Within the broader Claw ecosystem, adjacent papers help clarify the likely operational role of ClawGym-Agents. “Claw-R1: A Step-Level Data Middleware System for Agentic Reinforcement Learning” presents a middleware layer that sits between heterogeneous agent runtimes and RL training backends, treating interaction traces as managed training assets rather than incidental runtime logs (Wang et al., 8 Jun 2026). This suggests a natural complement to ClawGym-Agents when step-level trajectory management, curation, and downstream RL consumption become primary concerns. Likewise, “Claw-Eval: Toward Trustworthy Evaluation of Autonomous Agents” proposes trajectory-aware grading with 300 human-verified tasks, three independent evidence channels, and 2,159 fine-grained rubric items, emphasizing Completion, Safety, and Robustness rather than final-output scoring alone (Ye et al., 7 Apr 2026). A plausible implication is that ClawGym-Agents, which are evaluated mainly through final-state correctness and verifier-based outcomes, would benefit from being studied alongside trajectory-aware evaluation and security-oriented infrastructures.

Security-oriented OpenClaw work further sharpens this context. “Defensible Design for OpenClaw: Securing Autonomous Tool-Invoking Agents” argues that OpenClaw-like systems are “insecure by default” because they combine untrusted inputs, autonomous continuation, extensibility, and privileged system access within a single execution loop (Li et al., 13 Mar 2026). Since ClawGym-Agents are explicitly trained for persistent, tool-using, workspace-grounded environments, this suggests that future work on such agents may need to extend beyond capability scaling toward bounded authority, runtime isolation, extension governance, and auditability.

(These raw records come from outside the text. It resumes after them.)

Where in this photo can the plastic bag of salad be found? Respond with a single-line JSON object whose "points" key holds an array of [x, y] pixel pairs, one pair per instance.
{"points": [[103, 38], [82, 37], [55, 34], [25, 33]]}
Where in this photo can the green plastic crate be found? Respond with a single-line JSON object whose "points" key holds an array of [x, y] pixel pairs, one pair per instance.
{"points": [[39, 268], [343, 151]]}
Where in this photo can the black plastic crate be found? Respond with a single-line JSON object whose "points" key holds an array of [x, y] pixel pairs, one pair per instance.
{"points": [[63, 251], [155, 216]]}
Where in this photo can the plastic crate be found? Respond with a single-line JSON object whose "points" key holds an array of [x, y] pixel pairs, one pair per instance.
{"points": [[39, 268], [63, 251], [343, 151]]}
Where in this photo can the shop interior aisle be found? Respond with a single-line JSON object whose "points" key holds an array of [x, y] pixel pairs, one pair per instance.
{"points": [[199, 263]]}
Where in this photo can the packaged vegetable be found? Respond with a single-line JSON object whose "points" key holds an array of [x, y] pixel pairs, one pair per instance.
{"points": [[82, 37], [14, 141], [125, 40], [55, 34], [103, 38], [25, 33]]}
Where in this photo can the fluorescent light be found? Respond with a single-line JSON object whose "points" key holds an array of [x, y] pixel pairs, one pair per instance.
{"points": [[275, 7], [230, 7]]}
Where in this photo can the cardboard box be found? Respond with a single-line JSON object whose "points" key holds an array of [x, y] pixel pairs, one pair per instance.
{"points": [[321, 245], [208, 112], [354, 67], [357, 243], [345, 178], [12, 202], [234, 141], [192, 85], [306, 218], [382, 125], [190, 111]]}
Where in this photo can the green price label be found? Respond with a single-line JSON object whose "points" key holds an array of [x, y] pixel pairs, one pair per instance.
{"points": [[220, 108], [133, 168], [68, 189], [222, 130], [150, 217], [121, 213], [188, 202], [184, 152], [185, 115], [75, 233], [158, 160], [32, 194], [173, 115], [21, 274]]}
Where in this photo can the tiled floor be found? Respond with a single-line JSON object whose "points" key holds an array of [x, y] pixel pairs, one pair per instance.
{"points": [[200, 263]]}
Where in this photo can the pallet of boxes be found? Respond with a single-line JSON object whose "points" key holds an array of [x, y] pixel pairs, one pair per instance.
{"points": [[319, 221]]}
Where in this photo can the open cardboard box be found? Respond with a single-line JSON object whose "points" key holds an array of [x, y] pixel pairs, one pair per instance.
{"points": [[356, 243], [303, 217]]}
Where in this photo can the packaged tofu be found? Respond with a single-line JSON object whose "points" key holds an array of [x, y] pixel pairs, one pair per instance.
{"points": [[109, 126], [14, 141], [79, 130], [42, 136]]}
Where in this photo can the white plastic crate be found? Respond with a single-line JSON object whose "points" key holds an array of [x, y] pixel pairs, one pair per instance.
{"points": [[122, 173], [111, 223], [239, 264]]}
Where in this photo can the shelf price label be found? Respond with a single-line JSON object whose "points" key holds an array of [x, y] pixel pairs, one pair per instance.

In concise technical terms, ClawGym-Agents are Qwen3-based Claw-style personal agents trained end-to-end within a data-centric framework built specifically for persistent, workspace-grounded environments. Their performance gains are tied to scenario-diverse task synthesis, realistic workspace construction, hybrid verification, black-box trajectory collection in the real OpenClaw runtime, reward-threshold filtering, and sandbox-parallel RL (Bai et al., 29 Apr 2026). What remains unresolved are richer trajectory-level evaluation, deeper safety analysis, and continued improvement on long-horizon robustness, coherent tool orchestration, and fine-grained constraint satisfaction.